If we round down, we can end up with the situation where the sum of GCs is 
slightly less than the overall cluster capacity. If we 'round up' (note that my 
suggestion of using Math.round() doesn't always round up; it only rounds up if 
the decimal value is 0.50 or greater, and rounds down otherwise), the sum of 
GCs can be slightly more than the overall cluster capacity. Neither of these 
situations affects the stability of the algorithm. GCs are used to sort the 
queues when deciding the order in which queues are considered for a TT. GCs are 
also used to decide when, and how much, to reclaim capacity. The difference 
between rounding up and down a queue's GC is at at most 1 slot. That really 
shouldn't make a difference (hence I marked this issue as 'Minor').
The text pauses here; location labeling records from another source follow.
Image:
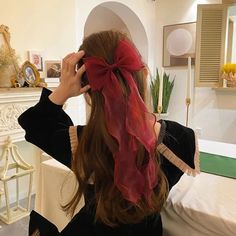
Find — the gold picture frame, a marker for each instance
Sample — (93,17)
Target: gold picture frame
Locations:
(30,74)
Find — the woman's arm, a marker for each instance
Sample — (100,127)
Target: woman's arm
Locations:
(46,124)
(179,152)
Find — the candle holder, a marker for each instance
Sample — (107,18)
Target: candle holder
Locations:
(187,102)
(159,110)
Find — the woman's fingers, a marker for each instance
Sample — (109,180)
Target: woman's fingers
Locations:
(73,61)
(70,61)
(84,89)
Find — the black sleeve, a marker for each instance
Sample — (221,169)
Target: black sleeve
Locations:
(181,141)
(47,126)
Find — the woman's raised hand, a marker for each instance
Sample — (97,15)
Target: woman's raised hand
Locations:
(70,80)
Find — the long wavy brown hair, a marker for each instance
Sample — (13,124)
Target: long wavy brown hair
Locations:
(94,153)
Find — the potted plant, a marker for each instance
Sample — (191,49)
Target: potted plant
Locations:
(7,61)
(167,90)
(229,74)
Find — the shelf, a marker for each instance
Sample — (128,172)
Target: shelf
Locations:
(225,89)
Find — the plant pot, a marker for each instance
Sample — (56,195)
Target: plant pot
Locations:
(231,84)
(5,76)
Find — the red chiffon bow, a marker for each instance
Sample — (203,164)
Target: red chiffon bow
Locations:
(127,120)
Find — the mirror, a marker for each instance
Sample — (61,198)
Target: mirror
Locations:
(231,35)
(8,60)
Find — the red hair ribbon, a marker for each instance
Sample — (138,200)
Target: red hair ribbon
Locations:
(127,120)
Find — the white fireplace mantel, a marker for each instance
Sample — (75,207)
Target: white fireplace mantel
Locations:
(13,102)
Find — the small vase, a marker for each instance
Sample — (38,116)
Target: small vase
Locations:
(5,76)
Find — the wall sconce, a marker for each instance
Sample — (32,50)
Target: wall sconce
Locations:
(13,168)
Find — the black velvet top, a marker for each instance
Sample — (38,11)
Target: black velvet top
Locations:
(47,126)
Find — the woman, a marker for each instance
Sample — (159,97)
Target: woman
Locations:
(125,162)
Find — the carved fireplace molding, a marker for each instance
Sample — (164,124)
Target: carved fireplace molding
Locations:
(12,103)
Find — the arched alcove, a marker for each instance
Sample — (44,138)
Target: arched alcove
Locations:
(114,15)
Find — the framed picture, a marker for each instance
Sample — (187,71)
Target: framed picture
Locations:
(53,69)
(179,44)
(30,74)
(36,58)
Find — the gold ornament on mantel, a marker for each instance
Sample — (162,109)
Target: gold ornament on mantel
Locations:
(8,60)
(229,74)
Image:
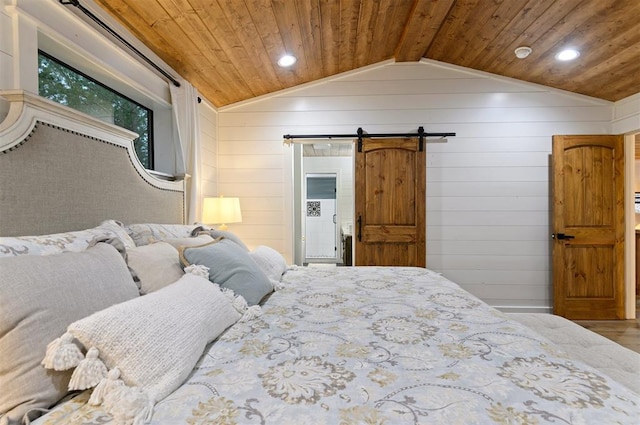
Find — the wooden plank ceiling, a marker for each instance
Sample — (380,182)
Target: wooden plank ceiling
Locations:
(228,49)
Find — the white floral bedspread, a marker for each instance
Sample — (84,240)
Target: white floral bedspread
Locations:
(381,346)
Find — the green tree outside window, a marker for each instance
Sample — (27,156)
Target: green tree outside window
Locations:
(67,86)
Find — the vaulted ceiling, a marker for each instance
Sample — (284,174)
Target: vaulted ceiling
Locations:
(228,49)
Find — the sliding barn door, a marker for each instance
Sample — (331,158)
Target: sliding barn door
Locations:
(390,204)
(588,227)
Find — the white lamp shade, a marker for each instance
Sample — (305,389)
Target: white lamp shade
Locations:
(221,210)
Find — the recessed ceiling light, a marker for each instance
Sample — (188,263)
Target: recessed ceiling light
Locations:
(567,55)
(522,52)
(286,60)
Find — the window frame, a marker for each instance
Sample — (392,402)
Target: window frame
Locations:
(150,125)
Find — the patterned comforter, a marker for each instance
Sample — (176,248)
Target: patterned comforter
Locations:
(376,345)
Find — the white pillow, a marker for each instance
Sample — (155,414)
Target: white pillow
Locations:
(62,242)
(270,261)
(40,295)
(155,340)
(190,241)
(146,233)
(156,265)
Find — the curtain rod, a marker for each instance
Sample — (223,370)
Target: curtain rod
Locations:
(362,135)
(98,21)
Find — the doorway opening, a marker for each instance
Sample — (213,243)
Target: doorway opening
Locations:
(312,163)
(321,224)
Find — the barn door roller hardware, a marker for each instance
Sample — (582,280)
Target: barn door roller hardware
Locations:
(421,135)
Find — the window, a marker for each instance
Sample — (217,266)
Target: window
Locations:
(63,84)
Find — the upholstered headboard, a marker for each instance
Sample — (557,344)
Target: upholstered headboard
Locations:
(62,170)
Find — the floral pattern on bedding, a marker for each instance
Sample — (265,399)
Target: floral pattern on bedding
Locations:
(381,346)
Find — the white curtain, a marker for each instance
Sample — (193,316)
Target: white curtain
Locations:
(187,134)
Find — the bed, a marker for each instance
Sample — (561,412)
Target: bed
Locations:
(267,342)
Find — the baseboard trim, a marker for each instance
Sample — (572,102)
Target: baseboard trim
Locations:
(524,309)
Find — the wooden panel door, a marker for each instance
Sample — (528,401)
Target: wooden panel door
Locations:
(588,227)
(390,205)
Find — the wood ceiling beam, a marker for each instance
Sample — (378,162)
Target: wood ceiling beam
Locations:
(424,23)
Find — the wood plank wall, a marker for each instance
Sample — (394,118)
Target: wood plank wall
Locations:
(487,189)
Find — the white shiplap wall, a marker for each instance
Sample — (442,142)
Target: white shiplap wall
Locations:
(6,55)
(208,149)
(487,188)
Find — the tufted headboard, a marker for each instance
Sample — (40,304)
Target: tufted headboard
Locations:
(62,170)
My only argument for this Jira is that rounding sounds more fair than casting 
from a float to an int. (BTW, your example is not quite right. With 10 slots, 
and 33% capacity, each queue still gets 3 slots, whether you use Math.round(), 
as I am proposing, or whether you used an int cast. But I think i get your 
point. If the # of slots is 11, each queue's GC will be 4 with the former,and 3 
with the latter.) Math.round() doesn't always round up - it rounds up anything 
over, and equal to, 0.50, and rounds down anything below 0.50. That seems 
fairer than always rounding down. If a queue's GC% is 45%,and the # of slots is 
4, it seems fairer to give that queue a GC of 2, rather than a GC of 1. 
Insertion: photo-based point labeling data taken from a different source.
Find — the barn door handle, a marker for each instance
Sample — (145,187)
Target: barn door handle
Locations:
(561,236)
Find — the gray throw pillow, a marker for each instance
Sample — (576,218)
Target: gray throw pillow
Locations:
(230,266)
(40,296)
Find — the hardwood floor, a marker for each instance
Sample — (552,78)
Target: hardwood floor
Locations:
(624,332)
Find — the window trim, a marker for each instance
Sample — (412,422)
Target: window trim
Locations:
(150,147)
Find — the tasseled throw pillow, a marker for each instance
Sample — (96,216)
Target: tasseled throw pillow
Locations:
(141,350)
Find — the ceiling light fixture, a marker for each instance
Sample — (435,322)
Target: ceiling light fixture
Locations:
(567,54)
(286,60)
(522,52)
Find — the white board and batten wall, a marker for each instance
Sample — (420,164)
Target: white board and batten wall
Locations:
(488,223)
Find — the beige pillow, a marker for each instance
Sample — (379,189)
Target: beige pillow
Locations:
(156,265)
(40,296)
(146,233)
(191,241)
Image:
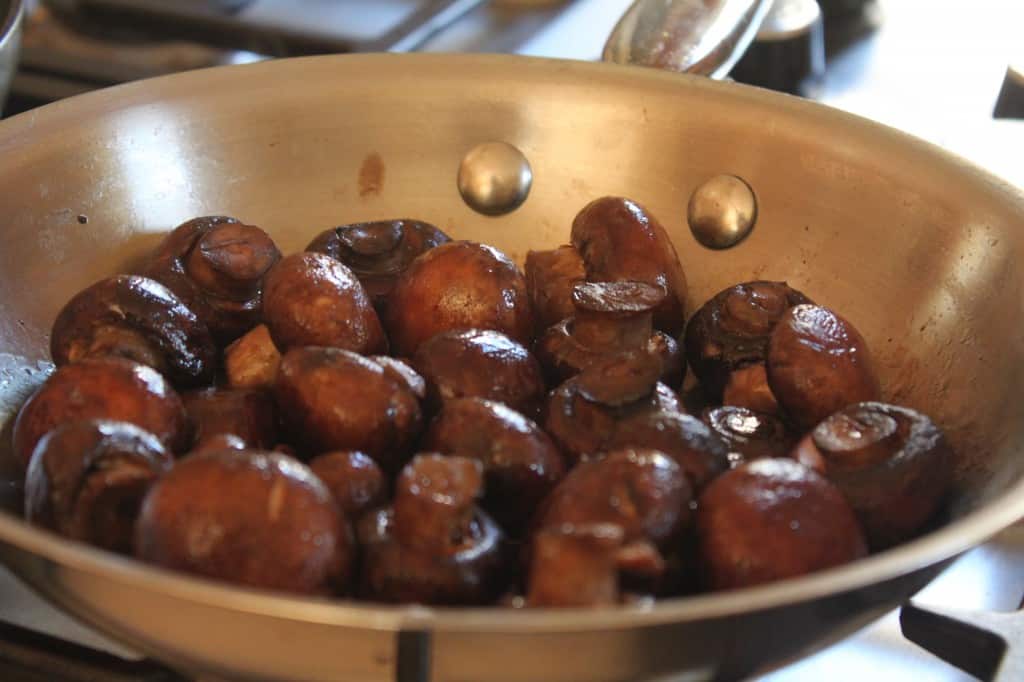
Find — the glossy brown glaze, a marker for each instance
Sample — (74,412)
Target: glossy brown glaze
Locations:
(609,317)
(643,492)
(731,331)
(771,519)
(254,518)
(87,478)
(138,318)
(550,276)
(310,299)
(818,364)
(252,360)
(479,364)
(216,265)
(250,415)
(458,286)
(520,462)
(619,241)
(584,413)
(378,252)
(893,464)
(353,478)
(434,546)
(334,399)
(749,434)
(111,388)
(700,454)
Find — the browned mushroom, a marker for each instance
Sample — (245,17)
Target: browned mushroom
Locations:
(87,479)
(583,414)
(252,360)
(892,464)
(216,265)
(818,364)
(254,518)
(550,276)
(137,318)
(610,317)
(457,286)
(378,252)
(249,415)
(700,454)
(643,492)
(334,399)
(111,388)
(770,519)
(310,299)
(620,240)
(353,478)
(520,462)
(749,434)
(479,364)
(435,546)
(729,334)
> When computing absoluet guaranteed capacity (GC) from a percent value, 
> Capacity Scheduler should round up floats, rather than truncate them.
> --------------------------------------------------------------------------------------------------------------------------------------------
>
>                 Key: HADOOP-5003
>                 URL: https://issues.apache.org/jira/browse/HADOOP-5003
>             Project: Hadoop Core
>          Issue Type: Bug
>            Reporter: Vivek Ratan
>            Priority: Minor
>
> The Capacity Scheduler calculates a queue's absolute GC value by getting its 
> percent of the total cluster capacity (which is a float, since the configured 
> GC% is a float) and casting it to an int. Casting a float to an int always 
> rounds down. For very small clusters, this can result in the GC of a queue 
> being one lower than what it should be. For example, if Q1 has a GC of 50%, 
> Q2 has a GC of 40%, and Q3 has a GC of 10%, and if the cluster capacity is 4 
> (as we have, in our test cases), Q1's GC works out to 2, Q2's to 1, and Q3's 
> to 0 with today's code. Q2's capacity should really be 2, as 40% of 4, 
> rounded up, should be 2. 
> Simple fix is to use Math.round() rather than cast to an int.